HSBC plans job cuts as a part of its £660m savings plan

HSBC is planning to cut around 5,000 jobs in a fresh round of sacking as it outlines its next stage of turnaround strategy aimed at saving $1bn (£660m) in 2013. Sources close to the bank fear that the job cuts tally may even scale up to 10,000, if HSBC maintained the recent rate of staff cuts to cost savings as the bank warms up to outsourcing approach. Over the past year, HSBC has been ridden in scandals relating to money laundering which has led to the erosion of its cash reserves owing to the hefty fees that the bank had to shell out. The news of further job cuts comes just weeks after the bank announced hefty bonus payout to its chief Stuart Gulliver.

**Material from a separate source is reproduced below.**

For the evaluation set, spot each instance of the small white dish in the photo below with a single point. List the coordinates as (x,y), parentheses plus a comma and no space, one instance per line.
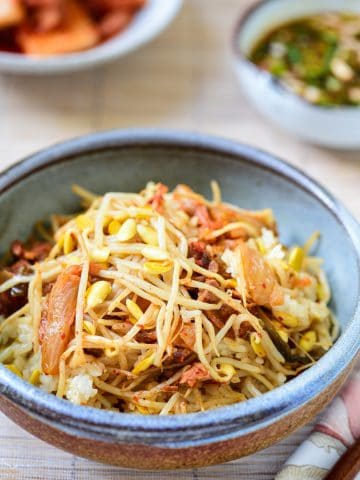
(336,127)
(147,24)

The new job cuts at HSBC will come in addition to a sharp reduction of staff numbers, from 302,000 to 260,000, over the past two years. About 10,000 of the redundancies so far has been the result of divestments, with the rest due to cost-saving measures. Sources said that the tally of job cuts could be more dramatic still if Stuart Gulliver goes ahead with plans to uproot HSBC’s tradition of in-house software development. The number of jobs in that area estimated to have been trimmed from 27,000 to about 21,000.

Details of Stuart Gulliver’s revival plan are set to be outlined to investors in May. HSBC is expected to close or sell a further eight to 10 businesses this year and next, in addition to the 49 already divested since 2011. The Europe’s biggest bank by market value has already exceeded its target of finding $2.5-$3.5bn (£1.65-£2.32bn) of cost savings by 2013, announcing $3.6bn (£2.3bn) of “sustainable annual savings” with its 2012 results. But the bank remains as far as ever from a related target, which is to cut its elevated cost-income ratio to between 48 and 52%. Over the two years, Stuart Gulliver, chief executive of HSBC, has spent considerable time trying to streamline HSBC’s global turf, both in order to impose more control from head office in London and to identify overlaps and inefficiencies.